ETHNIC, RACIAL, AND CULTURAL ASPECTS OF HEALTH CARE FOR OLDER ADULTS
Introduction and Demographics
Because effective geriatric care is heavily influenced by cultural beliefs and practices of elders and their family members and the differential health risks of specific populations, any comprehensive discussion of geriatrics needs to include the recognition of the growing ethnic and racial diversity of America's older population. One measure of the growing diversity is the projection that elders from populations described as ethnic and racial minorities will grow from 18% to 39% of all older Americans by mid-century.
Table 53.1 summarizes the projected increases in ethnic and racial minorities of older adults aged 65 years and older by race and Hispanic origin. These projections, however, drastically understate the cultural diversity that geriatric providers will increasingly face because within each of these categories there is great heterogeneity, for example, the rapidly increasing population of Asian American elders include immigrants from more than 30 countries with very different cultures, and the non-Hispanic white category includes elders from the diverse Middle Eastern and eastern European countries as well as those from western European ancestry.
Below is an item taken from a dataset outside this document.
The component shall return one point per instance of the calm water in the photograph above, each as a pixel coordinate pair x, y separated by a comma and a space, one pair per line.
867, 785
Then within each of the ethnic and racial populations, there are vast differences in acculturation levels to the mainstream society, English language proficiency, educational and occupational backgrounds, income, religion, and family structure; all of which effect their interactions and expectations with health care providers.
So, how can geriatric team members attempt to work effectively in the face of such growing diversity? Part of the solution is knowing as much as possible about the background of the elders and their families the providers are likely to see, which may be challenging in very diverse regions.